Der lange Weg zum Titel - Porsche 956 Sandown Park 1984 Bellof von Spark für Cartima, 1:43

1982 wurde, wie schon öfter in der Geschichte des Automobilrennsports ein neues Reglement für die Sportwagen-Weltmeisterschaft ausgegeben. Die teilnehmenden Fahrzeuge mussten den Regularien der Gruppe C entsprechen. Abgesehen von den üblichen Vorgaben wie Maße, Gewicht, Reifendimensionen u.s.w. gab es einige bahnbrechende Neuerungen. Zum einen waren die Rennwagen als geschlossene „Wing“- oder „Ground-effect-Cars“ auszulegen, zum anderen war die Treibstoffmenge für 1000-km-Rennen auf 600 Liter begrenzt. Zusätzlich durfte das Treibstoffsystem eines Fahrzeugs maximal 100 Liter Fassungsvermögen aufweisen.

Bei Porsche in Zuffenhausen nahm man die Herausforderung an, die eine vollkommene Neuentwicklung bedingte. Das bewährte Team um Projekteiter Norbert Singer entwickelte ja nicht zum ersten Mal einen Rennwagen, die Gesamtverantwortung lag bei Rennleiter Peter Falk. Zuerst betrachtete man die Möglichkeiten der Aerodynamik. Colin Chapman hatte das Wingcar-Konzept 1977 mit seinem Lotus 78 in die Formel 1 geführt. In Weissach erkannte man relativ schnell, dass man das Konzept der F1-Boliden nicht 1:1 adaptieren konnte. Um ein genietetes Aluminium-Monocoque entstand eine Karosserie, die so gestaltet war, dass das gesamte Fahrzeug Abtrieb erzeugte, ähnlich wie eine umgedrehte Flugzeugtragfläche. Ein wichtiger Bestandteil der Aerodynamik war der Diffusor am Heck der Konstruktion. Er saugt ab einer gewissen Geschwindigkeit die Luft unter dem Fahrzeugboden ab und erzeugt einen Unterdruck, der den Wagen an die Straße „saugt“. Hier musste natürlich beachtet werden dass jede Erhöhung des Abtriebs auch den Widerstand erhöht und damit der Endgeschwindigkeit abträglich ist. Die richtige Balance war also gefragt. Während man bei der Vorderachse auf bewährte Konstruktionen zurückgreifen konnte, musste die Hinterachse neu entwickelt werden. Der Luftstrom im Diffusor sollte ja so wenig wie möglich gestört werden. Beim Antrieb verwendete man bewährtes, einen Sechszylinder-Boxermotor mit 2649 ccm Hubraum, Luftkühlung für die Zylinder, Wasserkühlung für die Zylinderköpfe und je einem KKK-Turbolader pro Zylinderbank mit ca. 1,2 Bar Ladedruck. Neu war ein elektronisches Motormanagement. So leistete das Aggregat um die 620 PS bei 8200 1/min. Für Le Mans wurde der Ladedruck auf 1 Bar abgesenkt, was etwa 580 PS ergab. Porsche war und ist bei Leistungsangaben traditionell eher zurückhaltend und gibt immer nur so viel an, wie man unter den jeweiligen Umständen auch erreichen kann. Vor den 24h von Le Mans 1982 sprach ein Journalist Norbert Singer darauf an, dass Lancia ungefähr 100 PS mehr Leistung für seine Rennwagen angibt als Porsche. Singer antwortete: „Nun, dann werden sie uns wohl schlagen“. Die Historie belehrt uns eines Besseren.
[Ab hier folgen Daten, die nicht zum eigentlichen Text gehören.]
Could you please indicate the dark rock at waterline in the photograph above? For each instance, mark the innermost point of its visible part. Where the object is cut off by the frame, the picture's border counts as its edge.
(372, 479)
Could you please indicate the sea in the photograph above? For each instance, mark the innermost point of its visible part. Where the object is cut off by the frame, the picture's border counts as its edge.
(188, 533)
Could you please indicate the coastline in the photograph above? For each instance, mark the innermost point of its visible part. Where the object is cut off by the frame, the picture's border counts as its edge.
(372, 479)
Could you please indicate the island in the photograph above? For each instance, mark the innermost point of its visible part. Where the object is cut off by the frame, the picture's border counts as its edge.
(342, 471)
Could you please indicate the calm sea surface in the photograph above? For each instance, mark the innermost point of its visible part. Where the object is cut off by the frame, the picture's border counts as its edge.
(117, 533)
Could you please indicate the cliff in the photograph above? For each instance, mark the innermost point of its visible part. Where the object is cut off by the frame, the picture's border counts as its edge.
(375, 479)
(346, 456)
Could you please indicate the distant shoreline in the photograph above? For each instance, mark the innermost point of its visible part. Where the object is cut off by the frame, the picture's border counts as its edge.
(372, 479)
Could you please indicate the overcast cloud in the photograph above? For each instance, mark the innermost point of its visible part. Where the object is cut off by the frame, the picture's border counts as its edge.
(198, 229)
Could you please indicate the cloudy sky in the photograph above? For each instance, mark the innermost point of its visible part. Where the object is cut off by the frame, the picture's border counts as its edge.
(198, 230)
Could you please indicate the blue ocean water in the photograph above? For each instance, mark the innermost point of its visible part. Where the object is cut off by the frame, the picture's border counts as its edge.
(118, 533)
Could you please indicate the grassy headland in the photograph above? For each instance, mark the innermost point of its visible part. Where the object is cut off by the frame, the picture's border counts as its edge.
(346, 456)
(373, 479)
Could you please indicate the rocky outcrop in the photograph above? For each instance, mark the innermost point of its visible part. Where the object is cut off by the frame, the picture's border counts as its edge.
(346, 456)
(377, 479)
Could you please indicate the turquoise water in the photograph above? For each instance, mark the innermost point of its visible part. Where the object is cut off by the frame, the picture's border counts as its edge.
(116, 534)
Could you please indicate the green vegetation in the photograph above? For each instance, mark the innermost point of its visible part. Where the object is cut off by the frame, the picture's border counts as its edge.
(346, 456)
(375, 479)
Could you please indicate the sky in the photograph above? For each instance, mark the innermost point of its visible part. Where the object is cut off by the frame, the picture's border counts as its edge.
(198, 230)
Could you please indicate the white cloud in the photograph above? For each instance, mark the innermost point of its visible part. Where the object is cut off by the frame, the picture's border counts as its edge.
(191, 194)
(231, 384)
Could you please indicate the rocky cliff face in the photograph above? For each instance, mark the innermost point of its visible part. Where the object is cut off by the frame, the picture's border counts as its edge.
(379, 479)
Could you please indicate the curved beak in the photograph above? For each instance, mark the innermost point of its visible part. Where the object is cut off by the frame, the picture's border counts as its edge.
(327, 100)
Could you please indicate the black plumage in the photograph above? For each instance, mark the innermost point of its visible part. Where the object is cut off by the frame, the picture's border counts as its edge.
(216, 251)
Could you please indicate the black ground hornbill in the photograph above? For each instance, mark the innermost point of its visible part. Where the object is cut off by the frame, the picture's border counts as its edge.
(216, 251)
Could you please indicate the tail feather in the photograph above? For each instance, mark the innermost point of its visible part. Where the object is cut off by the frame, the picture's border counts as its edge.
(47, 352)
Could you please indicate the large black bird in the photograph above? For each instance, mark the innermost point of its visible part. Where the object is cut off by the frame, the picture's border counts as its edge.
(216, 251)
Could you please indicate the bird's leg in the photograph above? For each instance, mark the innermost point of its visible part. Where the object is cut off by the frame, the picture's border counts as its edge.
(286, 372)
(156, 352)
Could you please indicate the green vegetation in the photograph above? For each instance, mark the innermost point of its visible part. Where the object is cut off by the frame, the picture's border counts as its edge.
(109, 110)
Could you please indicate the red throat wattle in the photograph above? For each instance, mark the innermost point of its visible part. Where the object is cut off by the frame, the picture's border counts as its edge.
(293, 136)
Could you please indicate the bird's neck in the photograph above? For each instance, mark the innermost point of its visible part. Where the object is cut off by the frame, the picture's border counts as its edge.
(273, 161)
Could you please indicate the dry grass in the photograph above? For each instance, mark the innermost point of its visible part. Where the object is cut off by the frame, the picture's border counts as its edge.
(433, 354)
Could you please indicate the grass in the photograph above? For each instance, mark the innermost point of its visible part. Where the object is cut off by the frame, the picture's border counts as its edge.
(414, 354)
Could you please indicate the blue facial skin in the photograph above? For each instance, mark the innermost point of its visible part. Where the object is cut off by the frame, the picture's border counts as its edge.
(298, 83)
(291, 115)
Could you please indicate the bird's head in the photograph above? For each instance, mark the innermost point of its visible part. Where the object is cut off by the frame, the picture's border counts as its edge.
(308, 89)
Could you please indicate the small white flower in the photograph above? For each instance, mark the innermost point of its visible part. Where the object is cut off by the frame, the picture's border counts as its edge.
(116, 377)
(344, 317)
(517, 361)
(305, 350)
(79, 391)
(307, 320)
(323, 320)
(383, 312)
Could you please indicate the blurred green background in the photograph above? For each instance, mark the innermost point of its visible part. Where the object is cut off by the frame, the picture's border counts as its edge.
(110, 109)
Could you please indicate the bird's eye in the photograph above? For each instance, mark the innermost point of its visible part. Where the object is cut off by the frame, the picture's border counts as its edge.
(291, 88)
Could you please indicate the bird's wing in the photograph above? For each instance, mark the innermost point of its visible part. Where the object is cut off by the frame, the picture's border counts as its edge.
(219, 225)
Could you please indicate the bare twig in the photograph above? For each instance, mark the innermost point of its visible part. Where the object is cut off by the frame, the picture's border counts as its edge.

Als Fahrer für die Einsatzwagen kam natürlich nur die Crème de la Crème der Sportwagenpiloten in Frage: Jacky Ickx, Jochen Mass, Derek Bell sowie Vern Schuppan starteten bei den 1000-km- bzw. 6h-Rennen, für Le Mans wurde noch ein drittes Fahrzeug mit Al Holbert und Hurley Haywood besetzt. Zusätzlich zum Dreifachsieg in Le Mans wurde Porsche Markenweltmeister und Jacky Ickx Fahrerweltmeister 1982.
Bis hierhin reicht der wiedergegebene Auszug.